To be honest, this was a closer fight than we expected, as all three cameras have their strong suits. One thing that really stood out during our testing was just how good the autofocus systems of the various cameras performed.
In good light, all three cameras were able to get focus almost instantly, and in poor light all three did well, though D500 edged ahead in how it was able to achieve focus even without the need for an AF-assist lamp. If like us, you prefer to manually select what your camera is focusing on, then you won’t be disappointed with either the D500 or A6300. Both have focus points practically across the entire viewfinder, so getting precise focus is just a question of shifting the cursor.
The EOS 80D offers the best handling and interface, but image quality fell slightly short of the other two cameras. On the other hand, the a6300 was able to keep up with the D500 for the most part at lower ISOs, but started to fall behind when pushed above ISO 6,400. That's understandable, as the D500’s superlative ISO range goes far beyond what any ILC with an APS-C sized sensor has achieved thus far.

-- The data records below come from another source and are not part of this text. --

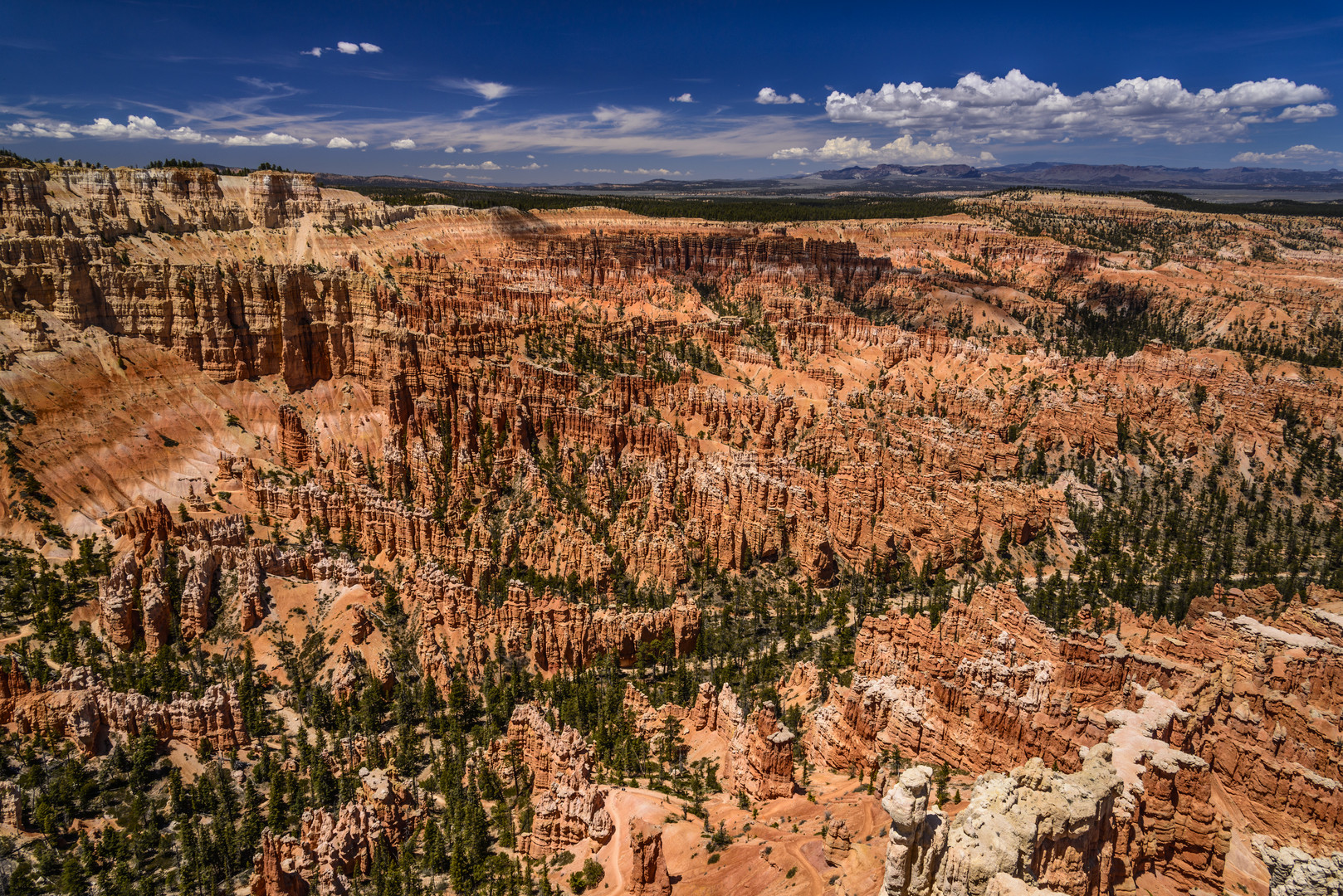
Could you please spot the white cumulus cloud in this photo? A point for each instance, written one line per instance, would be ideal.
(136, 128)
(488, 89)
(1016, 108)
(903, 151)
(769, 97)
(1299, 155)
(267, 140)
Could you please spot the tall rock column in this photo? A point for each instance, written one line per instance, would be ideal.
(650, 865)
(917, 835)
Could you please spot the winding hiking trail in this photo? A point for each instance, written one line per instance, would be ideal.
(622, 833)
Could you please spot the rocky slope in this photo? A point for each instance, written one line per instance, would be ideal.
(399, 455)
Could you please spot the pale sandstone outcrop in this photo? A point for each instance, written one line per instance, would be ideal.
(334, 848)
(569, 805)
(1293, 872)
(762, 755)
(1084, 833)
(80, 705)
(917, 837)
(991, 685)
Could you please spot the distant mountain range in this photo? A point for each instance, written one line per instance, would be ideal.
(1096, 176)
(1213, 183)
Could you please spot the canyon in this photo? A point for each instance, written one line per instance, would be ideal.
(335, 458)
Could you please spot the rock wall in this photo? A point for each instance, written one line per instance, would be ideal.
(552, 631)
(1082, 833)
(991, 687)
(649, 874)
(334, 848)
(81, 707)
(762, 755)
(569, 805)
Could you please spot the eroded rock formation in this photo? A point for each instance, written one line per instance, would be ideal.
(991, 685)
(762, 755)
(649, 874)
(555, 633)
(569, 805)
(81, 707)
(332, 848)
(1082, 833)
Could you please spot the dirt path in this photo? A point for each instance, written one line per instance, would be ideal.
(305, 231)
(622, 832)
(804, 865)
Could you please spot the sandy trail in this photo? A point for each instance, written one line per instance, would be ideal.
(622, 832)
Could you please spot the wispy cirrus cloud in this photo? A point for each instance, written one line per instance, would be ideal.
(1299, 155)
(484, 165)
(903, 151)
(491, 90)
(145, 128)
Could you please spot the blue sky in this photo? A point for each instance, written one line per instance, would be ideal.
(559, 93)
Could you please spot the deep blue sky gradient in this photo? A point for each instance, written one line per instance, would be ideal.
(237, 69)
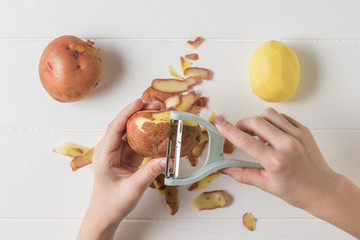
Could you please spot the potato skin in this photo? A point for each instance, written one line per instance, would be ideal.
(151, 140)
(70, 68)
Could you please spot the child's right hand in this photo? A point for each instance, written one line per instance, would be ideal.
(294, 168)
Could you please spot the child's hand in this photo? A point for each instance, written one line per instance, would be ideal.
(287, 150)
(118, 183)
(294, 168)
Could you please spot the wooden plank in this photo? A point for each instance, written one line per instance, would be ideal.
(327, 97)
(181, 19)
(281, 229)
(37, 183)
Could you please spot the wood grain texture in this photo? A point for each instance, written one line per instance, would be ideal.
(41, 198)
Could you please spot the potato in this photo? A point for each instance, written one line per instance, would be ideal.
(274, 72)
(70, 68)
(148, 133)
(151, 94)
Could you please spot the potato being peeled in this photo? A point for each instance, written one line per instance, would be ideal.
(70, 68)
(148, 133)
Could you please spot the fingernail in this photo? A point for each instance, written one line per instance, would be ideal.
(163, 163)
(221, 171)
(218, 120)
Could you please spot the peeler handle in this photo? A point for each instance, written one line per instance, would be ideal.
(215, 160)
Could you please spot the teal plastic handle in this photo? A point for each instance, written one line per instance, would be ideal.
(215, 159)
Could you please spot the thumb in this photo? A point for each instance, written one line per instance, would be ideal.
(146, 174)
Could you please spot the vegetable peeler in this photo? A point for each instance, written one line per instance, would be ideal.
(214, 161)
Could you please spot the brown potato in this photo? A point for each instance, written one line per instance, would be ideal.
(70, 68)
(148, 133)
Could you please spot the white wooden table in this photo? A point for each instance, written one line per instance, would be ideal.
(41, 198)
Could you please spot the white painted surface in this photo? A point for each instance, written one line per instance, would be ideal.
(40, 198)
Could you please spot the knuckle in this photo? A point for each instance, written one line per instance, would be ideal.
(291, 145)
(256, 121)
(268, 112)
(279, 163)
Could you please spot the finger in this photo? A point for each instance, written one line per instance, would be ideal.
(263, 129)
(278, 120)
(146, 174)
(115, 130)
(152, 105)
(292, 121)
(242, 140)
(250, 176)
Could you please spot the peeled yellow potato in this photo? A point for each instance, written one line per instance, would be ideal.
(274, 72)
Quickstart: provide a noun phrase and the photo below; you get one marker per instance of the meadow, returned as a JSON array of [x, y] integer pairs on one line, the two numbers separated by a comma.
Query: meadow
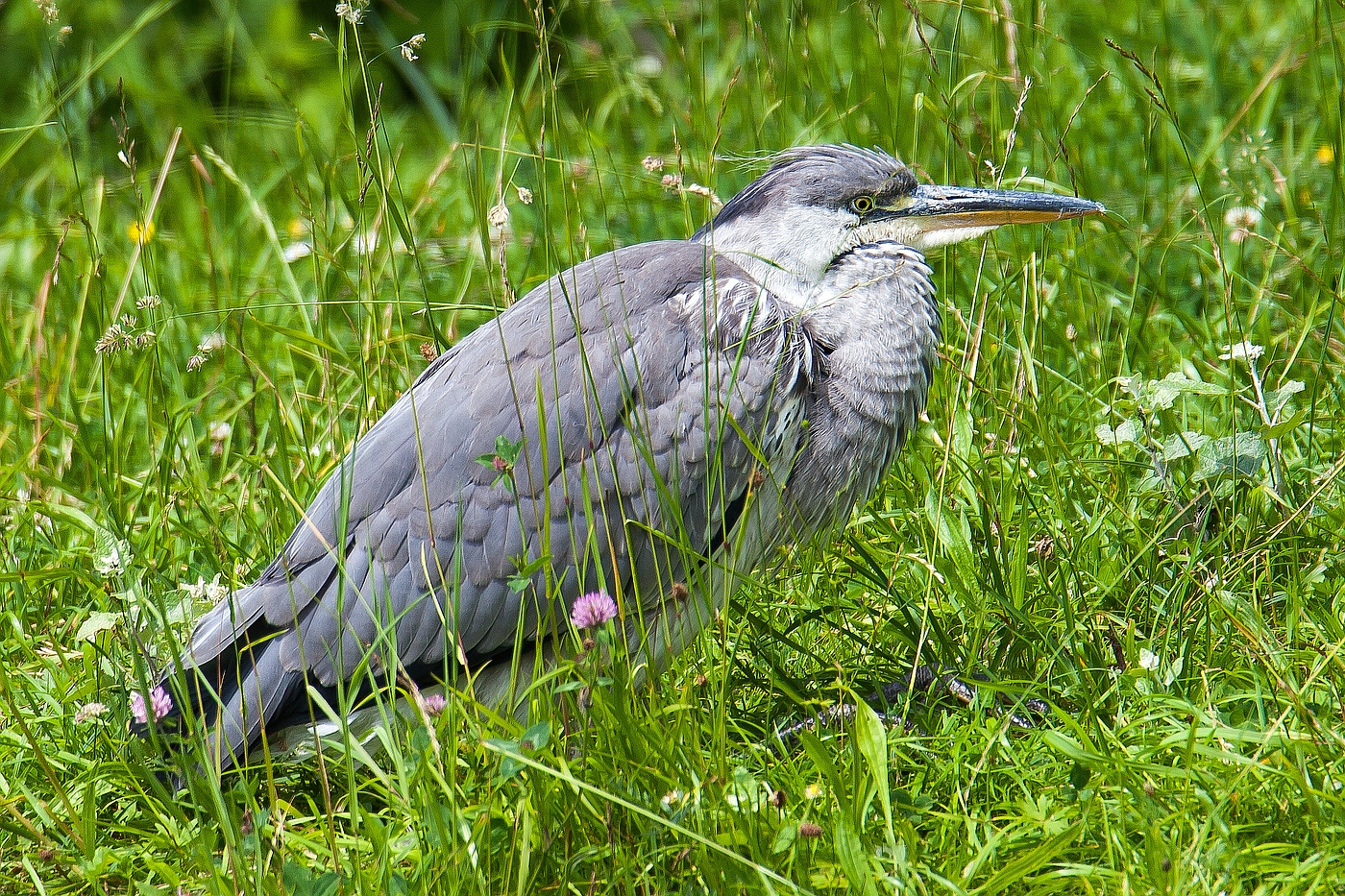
[[232, 234]]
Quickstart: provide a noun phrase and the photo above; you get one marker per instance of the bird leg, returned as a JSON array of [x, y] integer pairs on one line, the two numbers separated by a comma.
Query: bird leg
[[923, 682]]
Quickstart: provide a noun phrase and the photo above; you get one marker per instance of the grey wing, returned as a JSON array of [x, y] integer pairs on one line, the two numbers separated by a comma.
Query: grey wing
[[642, 389]]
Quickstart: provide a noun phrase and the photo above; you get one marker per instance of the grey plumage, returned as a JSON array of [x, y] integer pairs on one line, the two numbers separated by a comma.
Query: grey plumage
[[681, 408]]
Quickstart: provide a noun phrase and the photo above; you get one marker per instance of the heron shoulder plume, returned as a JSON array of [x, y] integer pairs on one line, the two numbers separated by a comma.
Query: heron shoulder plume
[[648, 425]]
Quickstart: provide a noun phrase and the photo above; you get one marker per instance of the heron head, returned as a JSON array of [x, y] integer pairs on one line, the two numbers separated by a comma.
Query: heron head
[[816, 204]]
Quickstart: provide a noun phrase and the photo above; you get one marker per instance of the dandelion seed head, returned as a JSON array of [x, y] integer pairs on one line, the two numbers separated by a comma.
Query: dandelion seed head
[[352, 12], [159, 704], [49, 11]]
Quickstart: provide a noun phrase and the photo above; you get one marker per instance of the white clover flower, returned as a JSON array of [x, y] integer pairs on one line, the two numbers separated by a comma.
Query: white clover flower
[[352, 12], [410, 47]]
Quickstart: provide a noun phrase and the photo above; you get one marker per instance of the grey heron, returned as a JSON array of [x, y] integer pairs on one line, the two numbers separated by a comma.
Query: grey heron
[[649, 423]]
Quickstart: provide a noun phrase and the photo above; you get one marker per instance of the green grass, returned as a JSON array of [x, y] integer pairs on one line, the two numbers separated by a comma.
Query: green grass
[[1184, 608]]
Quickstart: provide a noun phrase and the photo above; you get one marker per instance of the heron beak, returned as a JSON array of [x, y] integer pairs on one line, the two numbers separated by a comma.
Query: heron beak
[[959, 208]]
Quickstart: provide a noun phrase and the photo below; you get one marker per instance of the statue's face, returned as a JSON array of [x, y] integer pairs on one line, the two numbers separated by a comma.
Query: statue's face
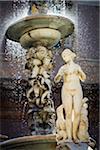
[[68, 55], [66, 58]]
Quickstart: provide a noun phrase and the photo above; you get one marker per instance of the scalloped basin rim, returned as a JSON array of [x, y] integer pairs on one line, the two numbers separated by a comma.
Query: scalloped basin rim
[[63, 25]]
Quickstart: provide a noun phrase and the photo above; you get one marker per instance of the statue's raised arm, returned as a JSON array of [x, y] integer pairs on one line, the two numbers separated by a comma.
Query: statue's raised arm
[[59, 75]]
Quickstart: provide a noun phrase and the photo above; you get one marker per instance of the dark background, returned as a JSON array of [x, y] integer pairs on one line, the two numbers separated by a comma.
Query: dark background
[[12, 88]]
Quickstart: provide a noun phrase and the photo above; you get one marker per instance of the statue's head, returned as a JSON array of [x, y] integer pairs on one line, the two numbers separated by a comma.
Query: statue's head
[[68, 55]]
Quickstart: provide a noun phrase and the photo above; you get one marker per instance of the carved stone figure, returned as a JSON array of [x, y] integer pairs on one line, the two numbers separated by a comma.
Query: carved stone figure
[[72, 94], [39, 63], [60, 124], [83, 125]]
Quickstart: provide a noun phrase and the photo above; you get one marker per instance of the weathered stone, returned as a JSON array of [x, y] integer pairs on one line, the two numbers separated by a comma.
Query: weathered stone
[[72, 146]]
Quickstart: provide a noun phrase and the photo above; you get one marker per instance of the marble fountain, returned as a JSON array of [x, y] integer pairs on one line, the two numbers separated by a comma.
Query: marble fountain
[[38, 34]]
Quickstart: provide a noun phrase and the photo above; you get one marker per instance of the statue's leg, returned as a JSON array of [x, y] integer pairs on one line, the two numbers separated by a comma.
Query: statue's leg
[[67, 103], [77, 110]]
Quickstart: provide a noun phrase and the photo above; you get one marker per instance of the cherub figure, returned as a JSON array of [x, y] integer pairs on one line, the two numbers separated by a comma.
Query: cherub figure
[[72, 94]]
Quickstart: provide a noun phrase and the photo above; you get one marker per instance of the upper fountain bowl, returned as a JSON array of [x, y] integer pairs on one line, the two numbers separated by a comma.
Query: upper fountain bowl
[[45, 30]]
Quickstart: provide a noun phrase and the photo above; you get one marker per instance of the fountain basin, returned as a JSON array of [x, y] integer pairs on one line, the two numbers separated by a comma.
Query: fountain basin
[[45, 30], [39, 142]]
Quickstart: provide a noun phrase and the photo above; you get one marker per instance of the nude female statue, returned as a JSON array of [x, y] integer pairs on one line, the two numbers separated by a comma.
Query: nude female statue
[[72, 94]]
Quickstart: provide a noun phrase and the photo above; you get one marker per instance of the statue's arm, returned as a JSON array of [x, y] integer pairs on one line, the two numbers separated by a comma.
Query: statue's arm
[[59, 75], [82, 75]]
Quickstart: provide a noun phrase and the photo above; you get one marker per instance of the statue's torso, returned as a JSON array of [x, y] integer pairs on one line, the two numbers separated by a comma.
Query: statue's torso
[[70, 76]]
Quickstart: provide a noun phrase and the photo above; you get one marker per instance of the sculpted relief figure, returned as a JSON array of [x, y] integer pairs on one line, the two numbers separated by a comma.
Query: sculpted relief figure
[[39, 62], [71, 93]]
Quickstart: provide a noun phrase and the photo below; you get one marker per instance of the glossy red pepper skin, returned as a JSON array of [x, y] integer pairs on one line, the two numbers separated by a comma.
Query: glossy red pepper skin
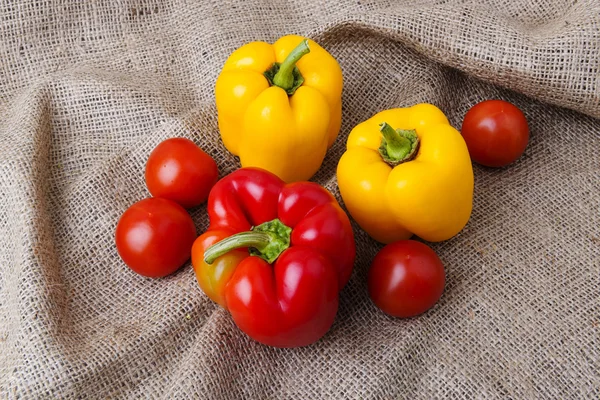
[[293, 301]]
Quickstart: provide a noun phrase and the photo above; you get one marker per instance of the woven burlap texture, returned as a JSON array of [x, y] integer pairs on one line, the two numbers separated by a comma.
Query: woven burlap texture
[[88, 88]]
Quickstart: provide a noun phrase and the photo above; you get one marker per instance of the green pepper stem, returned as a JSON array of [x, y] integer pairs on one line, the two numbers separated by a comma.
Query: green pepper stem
[[284, 78], [257, 240], [267, 241], [397, 146]]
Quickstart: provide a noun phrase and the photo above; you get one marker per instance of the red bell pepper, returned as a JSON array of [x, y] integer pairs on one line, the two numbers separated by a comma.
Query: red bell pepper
[[275, 256]]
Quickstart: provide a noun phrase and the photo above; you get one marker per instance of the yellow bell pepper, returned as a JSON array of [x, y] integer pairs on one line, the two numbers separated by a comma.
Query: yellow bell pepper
[[415, 179], [279, 106]]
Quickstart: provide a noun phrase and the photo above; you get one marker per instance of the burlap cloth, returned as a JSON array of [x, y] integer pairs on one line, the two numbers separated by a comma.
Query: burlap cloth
[[88, 88]]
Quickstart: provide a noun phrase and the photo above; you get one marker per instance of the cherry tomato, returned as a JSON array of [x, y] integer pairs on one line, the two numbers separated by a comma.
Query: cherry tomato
[[496, 133], [179, 170], [154, 237], [406, 278]]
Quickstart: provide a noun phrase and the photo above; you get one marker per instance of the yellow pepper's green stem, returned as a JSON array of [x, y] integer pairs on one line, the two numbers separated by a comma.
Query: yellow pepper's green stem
[[267, 240], [286, 75], [397, 146], [284, 78]]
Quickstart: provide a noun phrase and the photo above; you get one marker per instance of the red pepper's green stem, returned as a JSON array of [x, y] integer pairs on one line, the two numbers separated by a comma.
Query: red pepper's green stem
[[398, 146], [257, 240], [284, 78], [267, 241]]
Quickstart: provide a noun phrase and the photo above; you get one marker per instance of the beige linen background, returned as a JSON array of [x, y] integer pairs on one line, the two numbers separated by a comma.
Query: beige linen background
[[88, 88]]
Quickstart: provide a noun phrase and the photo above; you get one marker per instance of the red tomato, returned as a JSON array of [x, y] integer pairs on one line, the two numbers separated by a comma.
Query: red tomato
[[496, 133], [406, 278], [179, 170], [154, 237]]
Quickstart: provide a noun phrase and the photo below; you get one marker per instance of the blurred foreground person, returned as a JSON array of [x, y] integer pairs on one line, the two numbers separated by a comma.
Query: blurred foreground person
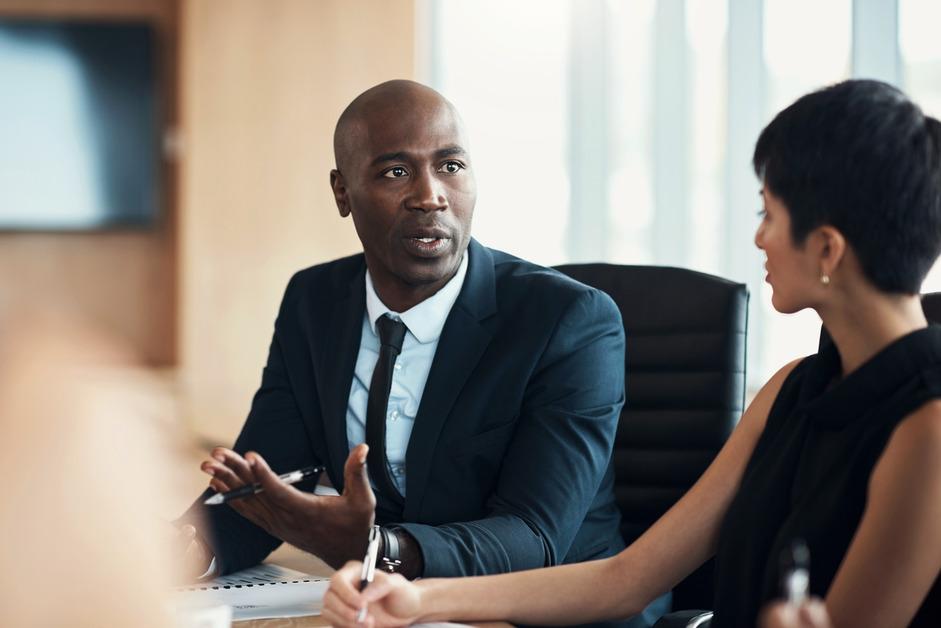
[[84, 451], [841, 449]]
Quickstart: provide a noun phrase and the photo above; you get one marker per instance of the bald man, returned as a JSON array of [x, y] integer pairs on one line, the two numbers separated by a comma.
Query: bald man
[[487, 388]]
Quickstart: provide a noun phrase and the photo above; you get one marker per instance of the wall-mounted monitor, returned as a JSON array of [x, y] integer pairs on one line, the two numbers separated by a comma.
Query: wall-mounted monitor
[[79, 125]]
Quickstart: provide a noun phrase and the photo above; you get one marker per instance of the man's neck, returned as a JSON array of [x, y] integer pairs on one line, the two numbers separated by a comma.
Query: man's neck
[[401, 297]]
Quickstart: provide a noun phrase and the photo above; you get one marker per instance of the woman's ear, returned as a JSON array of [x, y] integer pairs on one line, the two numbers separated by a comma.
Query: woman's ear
[[830, 247]]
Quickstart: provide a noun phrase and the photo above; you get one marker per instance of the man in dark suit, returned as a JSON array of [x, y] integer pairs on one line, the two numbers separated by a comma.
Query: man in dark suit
[[490, 423]]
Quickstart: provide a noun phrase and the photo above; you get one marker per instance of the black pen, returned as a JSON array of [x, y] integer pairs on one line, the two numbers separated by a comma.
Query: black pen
[[795, 572], [291, 477], [369, 567]]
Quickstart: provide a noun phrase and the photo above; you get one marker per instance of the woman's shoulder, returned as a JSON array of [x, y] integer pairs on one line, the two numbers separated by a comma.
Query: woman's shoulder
[[919, 431]]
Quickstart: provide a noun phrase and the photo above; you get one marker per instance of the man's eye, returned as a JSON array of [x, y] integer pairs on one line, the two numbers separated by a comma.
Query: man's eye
[[395, 172], [451, 167]]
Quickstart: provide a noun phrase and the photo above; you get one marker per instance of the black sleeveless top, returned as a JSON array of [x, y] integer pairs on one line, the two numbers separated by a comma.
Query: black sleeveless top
[[809, 474]]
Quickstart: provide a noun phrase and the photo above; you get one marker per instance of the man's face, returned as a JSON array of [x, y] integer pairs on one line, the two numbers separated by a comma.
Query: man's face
[[409, 186]]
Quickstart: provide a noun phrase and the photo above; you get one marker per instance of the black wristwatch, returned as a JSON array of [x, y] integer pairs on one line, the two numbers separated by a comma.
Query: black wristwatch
[[389, 559]]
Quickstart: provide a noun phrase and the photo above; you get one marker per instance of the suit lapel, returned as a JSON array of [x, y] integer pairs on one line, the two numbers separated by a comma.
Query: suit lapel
[[463, 341], [344, 328]]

The one issue with the D500 is its price. The D500 retails for S$2,999 (body only), which is more than what the full-frame D750 costs, and represents a serious investment for an enthusiast or a professional looking for a second body. Contrast this with S$1,649(body only) for the EOS 80D and S$1,479(body only) for the A6300 and you have to figure that the D500 has to really be something special to justify the added cost. And in terms of low light performance and overall build and features, it is. When you pick up a camera for a paying job, you want to know that you will be able to produce no matter the conditions, and the D500's combination of weather-sealing, low light capabilities, and video options put it clearly ahead of the others, and is thus our pick for this shootout.